The "NEA Four", Karen Finley, Tim Miller, John Fleck, and Holly Hughes, were performance artists whose proposed grants from the United States government's National Endowment for the Arts (NEA) were vetoed by John Frohnmayer in June 1990. Grants were overtly vetoed on the basis of subject matter after the artists had successfully passed through a process. John Fleck was vetoed for a performance comedy with a toilet prop. The artists won their case in court in 1993 and were awarded amounts equal to the grant money in question, though the case would make its way to the United States Supreme Court in National Endowment for the Arts v. Finley. In response, the NEA, under pressure from Congress, stopped funding individual artists.
The NEA has used peer review panels since 1966 (one year after its inception). The NEA's Founding Chairperson Roger L. Stevens did not want to use panels, preferring that staff members review applications. Due to the increase of funds and applications Stevens turned to peer review panels. Nancy Hanks (the next chairperson appointed by President Richard M. Nixon in 1969) expanded panels and created a list of three criteria: appointments must be merit based; appointees must serve the panel as individuals, and may not make decisions based on any particular interest group, institution or viewpoint; the panels must be insulated from external pressures.

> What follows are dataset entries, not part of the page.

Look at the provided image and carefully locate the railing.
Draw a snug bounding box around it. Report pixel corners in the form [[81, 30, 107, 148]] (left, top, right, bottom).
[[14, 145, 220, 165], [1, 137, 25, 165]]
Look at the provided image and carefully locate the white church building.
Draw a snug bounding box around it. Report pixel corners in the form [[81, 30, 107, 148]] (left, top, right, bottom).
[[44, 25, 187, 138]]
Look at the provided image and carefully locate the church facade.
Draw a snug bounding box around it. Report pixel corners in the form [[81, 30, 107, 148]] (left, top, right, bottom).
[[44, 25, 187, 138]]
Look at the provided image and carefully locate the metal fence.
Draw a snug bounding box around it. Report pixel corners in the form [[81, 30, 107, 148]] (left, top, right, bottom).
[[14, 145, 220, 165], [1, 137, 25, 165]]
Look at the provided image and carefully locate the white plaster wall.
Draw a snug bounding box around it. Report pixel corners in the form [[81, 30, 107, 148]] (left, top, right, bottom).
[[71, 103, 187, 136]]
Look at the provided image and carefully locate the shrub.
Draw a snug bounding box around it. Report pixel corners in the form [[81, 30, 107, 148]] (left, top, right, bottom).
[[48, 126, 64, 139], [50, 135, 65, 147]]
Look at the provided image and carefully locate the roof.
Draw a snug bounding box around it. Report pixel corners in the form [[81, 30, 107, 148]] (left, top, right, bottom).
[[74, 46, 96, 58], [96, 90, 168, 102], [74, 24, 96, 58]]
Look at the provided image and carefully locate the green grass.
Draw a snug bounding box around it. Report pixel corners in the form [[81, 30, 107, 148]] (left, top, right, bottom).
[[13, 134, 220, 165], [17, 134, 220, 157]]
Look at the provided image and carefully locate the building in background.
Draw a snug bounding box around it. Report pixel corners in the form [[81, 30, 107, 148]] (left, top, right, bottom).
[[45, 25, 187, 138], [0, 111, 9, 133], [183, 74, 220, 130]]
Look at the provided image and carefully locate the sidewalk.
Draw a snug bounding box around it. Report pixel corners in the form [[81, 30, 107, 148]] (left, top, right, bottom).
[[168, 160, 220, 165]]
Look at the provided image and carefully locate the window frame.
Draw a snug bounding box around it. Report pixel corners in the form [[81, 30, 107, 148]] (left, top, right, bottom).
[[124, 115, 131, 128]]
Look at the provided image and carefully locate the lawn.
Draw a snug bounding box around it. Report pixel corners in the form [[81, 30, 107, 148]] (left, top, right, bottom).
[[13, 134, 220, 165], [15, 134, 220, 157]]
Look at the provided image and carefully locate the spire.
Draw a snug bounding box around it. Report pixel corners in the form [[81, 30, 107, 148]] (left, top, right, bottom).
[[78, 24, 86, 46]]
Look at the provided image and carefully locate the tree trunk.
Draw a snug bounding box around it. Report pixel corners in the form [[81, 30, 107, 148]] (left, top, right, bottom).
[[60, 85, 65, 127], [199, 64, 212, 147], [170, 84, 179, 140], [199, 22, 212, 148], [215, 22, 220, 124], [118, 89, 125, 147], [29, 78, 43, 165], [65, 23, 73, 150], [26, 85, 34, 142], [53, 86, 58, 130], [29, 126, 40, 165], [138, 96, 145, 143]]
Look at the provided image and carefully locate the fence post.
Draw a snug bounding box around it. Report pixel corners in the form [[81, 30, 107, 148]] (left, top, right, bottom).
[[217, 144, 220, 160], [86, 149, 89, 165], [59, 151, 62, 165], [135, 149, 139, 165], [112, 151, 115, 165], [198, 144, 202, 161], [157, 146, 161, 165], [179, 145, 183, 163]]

The last criteria became more difficult to enforce as the budget of the NEA grew, and public interest in how the money was spent mounted.
In 1979, Report: a Study of the Panel System at the National Endowment for the Arts recommended that the panels be split into a policy panel that reviewed policies within the NEA panel process and a review panel that only made granting decisions. Once adopted this split panel allowed for more review panelists to be engaged who represented more diverse art practices. Also in 1979 a House report found that the NEA was failing to establish a coherent system of review and had not established a uniform system of review.